Ich will also nicht hoffen, daß mein Neu.doc sich womöglich aus der Praxis zurückzieht und ich auf einmal wieder bei Alt.doc lande, sondern daß er gerade vielleicht im Urlaub ist oder so. Daß in der Praxis Veränderungen ab Juli anstehen, hatte die Chemo-Schwester gesagt, aber keine Details herausgelassen, und es wäre bedauerlich, wenn ich den Onkologen meines Vertrauens verlieren würde.

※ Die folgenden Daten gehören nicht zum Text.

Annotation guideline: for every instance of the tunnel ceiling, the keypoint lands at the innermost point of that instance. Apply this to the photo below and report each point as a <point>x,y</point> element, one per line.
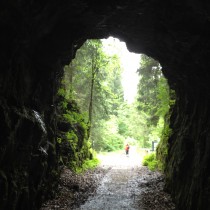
<point>39,37</point>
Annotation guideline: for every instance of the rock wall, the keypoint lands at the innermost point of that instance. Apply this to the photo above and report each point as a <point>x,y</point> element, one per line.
<point>38,37</point>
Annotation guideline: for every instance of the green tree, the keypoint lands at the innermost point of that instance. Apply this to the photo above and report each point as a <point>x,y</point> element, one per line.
<point>93,79</point>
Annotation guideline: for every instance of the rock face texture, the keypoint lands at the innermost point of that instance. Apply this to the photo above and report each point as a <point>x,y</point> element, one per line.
<point>39,37</point>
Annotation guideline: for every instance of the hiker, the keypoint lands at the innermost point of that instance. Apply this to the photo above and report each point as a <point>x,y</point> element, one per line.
<point>127,149</point>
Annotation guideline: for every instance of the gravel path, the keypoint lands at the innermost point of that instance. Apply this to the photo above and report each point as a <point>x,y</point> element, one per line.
<point>119,183</point>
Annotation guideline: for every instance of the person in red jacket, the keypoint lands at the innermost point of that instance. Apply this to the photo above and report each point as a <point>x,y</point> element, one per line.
<point>127,147</point>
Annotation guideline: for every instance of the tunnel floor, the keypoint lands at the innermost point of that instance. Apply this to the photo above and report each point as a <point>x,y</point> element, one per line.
<point>121,182</point>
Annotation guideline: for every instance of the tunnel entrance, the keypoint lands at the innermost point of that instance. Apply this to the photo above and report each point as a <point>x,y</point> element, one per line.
<point>97,82</point>
<point>39,38</point>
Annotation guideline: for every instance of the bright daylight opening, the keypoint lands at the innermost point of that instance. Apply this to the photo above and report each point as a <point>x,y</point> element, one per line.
<point>117,96</point>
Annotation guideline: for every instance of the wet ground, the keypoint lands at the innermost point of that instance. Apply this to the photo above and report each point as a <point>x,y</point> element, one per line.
<point>121,182</point>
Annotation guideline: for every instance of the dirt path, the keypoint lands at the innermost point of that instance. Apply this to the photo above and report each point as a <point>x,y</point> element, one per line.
<point>121,182</point>
<point>119,188</point>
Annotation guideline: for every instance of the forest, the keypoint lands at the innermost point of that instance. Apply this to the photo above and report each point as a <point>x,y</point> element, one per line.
<point>93,82</point>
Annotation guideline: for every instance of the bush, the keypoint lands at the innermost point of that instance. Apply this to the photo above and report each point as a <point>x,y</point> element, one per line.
<point>88,164</point>
<point>150,161</point>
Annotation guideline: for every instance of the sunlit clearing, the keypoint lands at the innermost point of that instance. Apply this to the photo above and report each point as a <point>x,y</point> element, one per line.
<point>130,63</point>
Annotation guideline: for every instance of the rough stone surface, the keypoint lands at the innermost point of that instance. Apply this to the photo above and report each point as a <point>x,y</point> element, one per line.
<point>38,37</point>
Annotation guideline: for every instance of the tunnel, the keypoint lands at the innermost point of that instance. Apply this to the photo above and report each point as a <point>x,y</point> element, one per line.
<point>39,37</point>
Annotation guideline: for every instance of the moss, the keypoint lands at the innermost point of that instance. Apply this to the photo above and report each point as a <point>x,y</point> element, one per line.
<point>74,147</point>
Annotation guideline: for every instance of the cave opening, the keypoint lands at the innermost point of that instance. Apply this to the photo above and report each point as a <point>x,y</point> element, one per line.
<point>39,38</point>
<point>123,97</point>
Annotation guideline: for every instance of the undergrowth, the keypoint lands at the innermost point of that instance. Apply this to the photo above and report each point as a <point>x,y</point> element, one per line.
<point>150,161</point>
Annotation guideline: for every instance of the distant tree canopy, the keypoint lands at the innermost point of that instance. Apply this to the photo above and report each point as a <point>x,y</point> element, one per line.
<point>153,97</point>
<point>93,80</point>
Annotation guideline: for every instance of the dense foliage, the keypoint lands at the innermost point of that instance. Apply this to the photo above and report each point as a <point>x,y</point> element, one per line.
<point>153,100</point>
<point>93,82</point>
<point>93,79</point>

Andererseits, die Nachsorge läuft ja eh über meinen Hausarzt, und ich bin ja weitgehend durch mit dem, wofür ich eine Betreuung durch einen Onkologen benötige, und optimal durch alles durchgekommen. Es hätte vielleicht sogar einen Reiz, meinen vorherigen Onkologen mit der erfreulichen Wirkung meines von ihm so vehement abgelehnten Tuns auf die Chemo-Nebenwirkungen zu konfrontieren. Er hatte übrigens, fällt mir gerade auf, mir gegenüber auch kein Sterbenswörtchen über Vitamin D verloren.

In der aktuellen Situation finde ich eine der möglichen Wirkungen von Vitamin-D-Mangel speziell interessant, nämlich eine erhöhte Infektionsanfälligkeit, die ich seit Ende der Chemo ja tatsächlich habe. Also ist für mich auch von Interesse, ob die Supplementierung dem vielleicht ein Ende machen kann und ich dann in diesem Punkt endlich wieder meine Ruhe habe. Ich werde also beobachten und ggf. berichten.

***

And now for something completely different: 

Ich war ziemlich hingerissen von dem noch gut wahrnehmbaren schwäbischen Akzent Albert Einsteins in einem neu aufgetauchten Film aus dem Jahr 1930, eine Rede zur damaligen Funkausstellungseröffnung. 


Das erinnert mich an "onser Cemle von Bad Urach", denn dem Özdemir hat die Bundeshauptstadt das latente Schwäbisch ja auch in über 20 Jahren nicht austreiben können. (Im Gegensatz zu meinem Bruder, der wohnt ungefähr gleich lange in Berlin und hat gar keinen schwäbischen Akzent mehr.)

Ich habe mal gelesen, daß Schillers "Kabale und Liebe" ums Haar keinen Verleger gefunden hätte, weil der Verleger, der es dann publizierte, in Mannheim saß und sein erster Eindruck von dem Werk darin bestand, daß Schiller ihm persönlich daraus vorgetragen hat, und zwar in breitestem Schwäbisch. Später las er das Stück zum Glück dann auch noch, und der Rest ist Literaturgeschichte. Seit ich diese Geschichte kenne, habe ich eine ganz andere Vorstellung davon, wie sich die Gespräche angehört haben müssen, die die beiden Freunde Goethe und Schiller, ein Hesse und ein Schwabe, in Weimar so führten. Wahrscheinlich ganz anders als die Briefe, die sie sich schrieben!